Yep, terramum, am with you there!!

harpsichordcarrier Mon 06-Aug-07 22:04:21

there are iirc 15,000 studies demonstrating the benefits of bm over formula.
anyway what you are failing to appreciate is that the duration of bf in determined by the desire of the child (or otherwise). most children will selfwean between 2 and 5.

CHOCOLATEPEANUT Mon 06-Aug-07 22:06:19

i dont think bf a 7 year old defines closeness.

Sorry I am all for giving a child what it needs but to consider this is very very odd.

I watched a programme on this same subject a while ago. Very strange.

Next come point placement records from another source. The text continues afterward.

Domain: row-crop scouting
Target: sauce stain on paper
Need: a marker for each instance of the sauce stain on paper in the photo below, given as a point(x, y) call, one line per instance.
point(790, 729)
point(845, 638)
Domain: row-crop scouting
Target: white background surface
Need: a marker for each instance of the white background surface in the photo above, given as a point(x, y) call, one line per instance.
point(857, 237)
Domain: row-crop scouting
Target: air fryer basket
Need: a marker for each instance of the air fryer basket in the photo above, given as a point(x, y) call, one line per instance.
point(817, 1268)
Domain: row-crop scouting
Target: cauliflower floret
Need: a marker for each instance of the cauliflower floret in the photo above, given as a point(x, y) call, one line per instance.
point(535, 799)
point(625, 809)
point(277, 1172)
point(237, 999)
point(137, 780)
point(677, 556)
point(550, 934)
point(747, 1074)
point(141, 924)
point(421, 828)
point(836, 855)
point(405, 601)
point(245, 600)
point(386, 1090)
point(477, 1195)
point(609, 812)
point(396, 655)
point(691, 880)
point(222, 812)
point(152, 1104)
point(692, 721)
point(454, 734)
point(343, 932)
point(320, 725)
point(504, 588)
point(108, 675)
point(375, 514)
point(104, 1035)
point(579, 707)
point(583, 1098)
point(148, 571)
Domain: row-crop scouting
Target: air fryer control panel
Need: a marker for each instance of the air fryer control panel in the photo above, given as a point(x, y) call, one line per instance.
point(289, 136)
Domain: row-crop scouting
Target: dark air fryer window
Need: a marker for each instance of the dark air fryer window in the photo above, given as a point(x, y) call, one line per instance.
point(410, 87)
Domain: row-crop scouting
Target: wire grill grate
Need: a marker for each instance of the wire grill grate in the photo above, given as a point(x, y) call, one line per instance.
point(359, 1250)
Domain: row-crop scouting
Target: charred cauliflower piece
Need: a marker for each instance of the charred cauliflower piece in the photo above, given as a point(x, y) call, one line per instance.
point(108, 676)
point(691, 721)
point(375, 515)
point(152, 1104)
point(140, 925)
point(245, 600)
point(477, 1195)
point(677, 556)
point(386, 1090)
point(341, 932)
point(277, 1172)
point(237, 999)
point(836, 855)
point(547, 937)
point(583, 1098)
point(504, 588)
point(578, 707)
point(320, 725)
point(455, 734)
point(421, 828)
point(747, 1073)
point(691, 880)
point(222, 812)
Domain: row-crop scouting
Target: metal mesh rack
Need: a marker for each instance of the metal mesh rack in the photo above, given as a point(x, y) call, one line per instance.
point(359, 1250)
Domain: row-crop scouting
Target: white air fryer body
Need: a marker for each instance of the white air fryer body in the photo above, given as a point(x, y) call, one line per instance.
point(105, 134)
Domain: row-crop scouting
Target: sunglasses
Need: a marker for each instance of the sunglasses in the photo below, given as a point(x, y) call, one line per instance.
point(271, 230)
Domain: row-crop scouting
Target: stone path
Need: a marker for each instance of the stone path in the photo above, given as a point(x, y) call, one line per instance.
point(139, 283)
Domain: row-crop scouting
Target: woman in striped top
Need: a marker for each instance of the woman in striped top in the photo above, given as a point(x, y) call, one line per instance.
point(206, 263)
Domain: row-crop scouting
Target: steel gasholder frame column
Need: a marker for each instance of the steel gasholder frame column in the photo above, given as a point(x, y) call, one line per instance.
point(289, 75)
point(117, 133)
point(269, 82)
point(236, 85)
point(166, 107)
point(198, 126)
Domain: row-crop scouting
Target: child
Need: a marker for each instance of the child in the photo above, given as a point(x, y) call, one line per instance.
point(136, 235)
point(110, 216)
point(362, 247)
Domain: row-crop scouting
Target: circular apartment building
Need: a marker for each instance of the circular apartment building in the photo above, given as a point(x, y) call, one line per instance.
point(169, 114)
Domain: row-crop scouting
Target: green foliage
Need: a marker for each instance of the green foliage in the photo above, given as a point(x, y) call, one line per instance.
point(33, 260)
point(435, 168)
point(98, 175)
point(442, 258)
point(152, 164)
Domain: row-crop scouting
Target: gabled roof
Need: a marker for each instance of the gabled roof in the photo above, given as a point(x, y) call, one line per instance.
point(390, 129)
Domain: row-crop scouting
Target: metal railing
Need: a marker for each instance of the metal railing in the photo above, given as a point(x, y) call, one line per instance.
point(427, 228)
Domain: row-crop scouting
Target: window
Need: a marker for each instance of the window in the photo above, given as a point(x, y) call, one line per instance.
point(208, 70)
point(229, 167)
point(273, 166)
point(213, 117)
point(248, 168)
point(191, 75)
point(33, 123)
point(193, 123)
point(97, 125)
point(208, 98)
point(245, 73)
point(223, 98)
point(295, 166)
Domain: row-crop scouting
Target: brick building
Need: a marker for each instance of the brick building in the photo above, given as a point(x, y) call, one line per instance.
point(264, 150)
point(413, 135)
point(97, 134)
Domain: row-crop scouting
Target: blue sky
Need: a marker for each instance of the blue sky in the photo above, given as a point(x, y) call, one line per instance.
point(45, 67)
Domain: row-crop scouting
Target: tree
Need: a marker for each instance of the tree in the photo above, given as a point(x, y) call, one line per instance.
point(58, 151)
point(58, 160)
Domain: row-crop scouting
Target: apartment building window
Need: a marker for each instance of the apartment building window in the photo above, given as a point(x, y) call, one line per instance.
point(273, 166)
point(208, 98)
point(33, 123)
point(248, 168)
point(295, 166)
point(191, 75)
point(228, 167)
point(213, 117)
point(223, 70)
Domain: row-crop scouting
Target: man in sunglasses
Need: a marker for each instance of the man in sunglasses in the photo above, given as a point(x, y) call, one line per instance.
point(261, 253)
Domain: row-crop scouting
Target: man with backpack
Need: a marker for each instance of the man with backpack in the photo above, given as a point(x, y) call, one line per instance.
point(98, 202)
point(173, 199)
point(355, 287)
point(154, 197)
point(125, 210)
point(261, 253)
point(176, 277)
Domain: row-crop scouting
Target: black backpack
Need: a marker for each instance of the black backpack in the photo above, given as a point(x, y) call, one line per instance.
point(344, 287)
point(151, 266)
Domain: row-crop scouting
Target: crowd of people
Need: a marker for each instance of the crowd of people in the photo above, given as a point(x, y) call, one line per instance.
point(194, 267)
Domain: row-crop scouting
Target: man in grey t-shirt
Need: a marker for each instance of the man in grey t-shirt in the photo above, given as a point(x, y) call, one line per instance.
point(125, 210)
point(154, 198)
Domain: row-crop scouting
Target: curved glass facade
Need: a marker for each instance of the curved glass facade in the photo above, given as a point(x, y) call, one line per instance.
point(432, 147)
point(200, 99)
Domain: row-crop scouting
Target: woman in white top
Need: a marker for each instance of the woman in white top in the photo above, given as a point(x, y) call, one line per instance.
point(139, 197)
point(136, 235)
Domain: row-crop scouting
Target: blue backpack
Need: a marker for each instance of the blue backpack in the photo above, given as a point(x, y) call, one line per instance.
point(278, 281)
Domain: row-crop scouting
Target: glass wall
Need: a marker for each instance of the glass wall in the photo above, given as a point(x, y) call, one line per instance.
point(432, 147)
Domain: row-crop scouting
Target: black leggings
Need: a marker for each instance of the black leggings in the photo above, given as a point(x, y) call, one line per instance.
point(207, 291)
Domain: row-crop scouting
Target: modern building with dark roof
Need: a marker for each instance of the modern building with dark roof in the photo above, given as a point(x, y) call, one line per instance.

oliveoil Mon 06-Aug-07 22:06:46

"you have to draw the line somewhere"

says who?

personally I would rather eat my own arm than feed till 7, but each to their own

and most people that do extended b/f stop at around 4ish at the most anyway

FrannyandZooey Mon 06-Aug-07 22:07:07

I would draw the line when either the mother or the child are no longer wishing to continue

drawing the line for another parent at some arbitrary age, because it makes you feel uncomfortable, is rather egocentric IMO

beansprout Mon 06-Aug-07 22:07:19

If anyone can demonstrate any harm done to children who b/feed on an extended basis that is based on evidence rather than their own views/prejudices, I would be very interested to hear about it.

NB Citing Little Britain sketches does not constitute evidence.

beansprout Mon 06-Aug-07 22:08:01

Ah yes, that programme that was designed to leave you thinking. "that's a bit strange".